Nicholas Nabb (or Nick for short) has been living in the underground sewers with the rats and filth since he escaped from his horrible life in the orphanage, just imagine the stink and how horrid the orphanage must have been to swap it for tunnels carrying human waste! When he steals a bread roll from the bakery and botches it, it is the start of a lot of trouble for Nick. But when a veiled lady (Annie) steps in to help him, he is about to embark on an adventure that will change his life forever – but will it be for better or for worse?
Before he can get to know and thank Annie properly, she vanishes leaving him with more questions than answers. Who is the lady behind the black veil?

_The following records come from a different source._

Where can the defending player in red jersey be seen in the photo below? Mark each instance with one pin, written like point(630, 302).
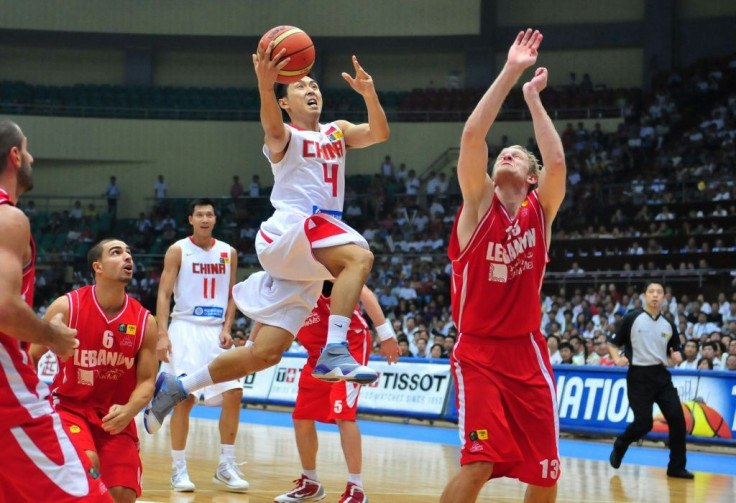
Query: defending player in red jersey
point(40, 462)
point(109, 378)
point(303, 243)
point(506, 397)
point(334, 402)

Why does she have a baby photo of him inside her locket? And, most importantly of all, where is she now? Nick will stop at nothing to find out.
I loved reading about Nicholas Nabb and his (mis)adventures around London and his dealings with the police, circus, reform school and one grumpy lady that loves to use her handbag as a weapon. Set in Victorian London the book has a Dickens-type of feel to it and Nick is very reminiscent of Oliver Twist.
Throughout the 240 pages of the book it is packed with humour, adventure, secrets, rats and wrongdoers.
The story of Nick and his quest to unveil the secrets of Annie, whilst looking for his friend that he met at the theatre, is fun to read and travels along at an exciting and fast pace. The book touches on darker themes of Victorian London such as cruelty, poverty and exploitation but does so with humour whilst still showing the gravity of the situation (but shouldn’t really scare younger readers).
The story is written very well, with Victorian London represented well with the orphanage, reform school, circus and sewers with their rats. It all seems to have been very well researched to make a credible story. The characters, good and bad, are all excellent, especially Nick the stinking bread thief with a big heart, the secretive Annie and Edwin, the handbag wielding bully and even the detectives Chalk and Cheeves (I love these names).
Jenny Moore’s The Misadventures of Nicholas Nabb is an excellent historical adventure story that is themed more on the darker side than the fluffy and safe side. It is packed with action, humour and wonderful characters that will excite and thrill its young (and old) readers, so much so, that stopping at the end of a chapter might be difficult. It is a good story of believing in yourself and others and overcoming your own personal obstacles, as well as one of love, friendship and diversity.
An adventure that children will lose themselves in.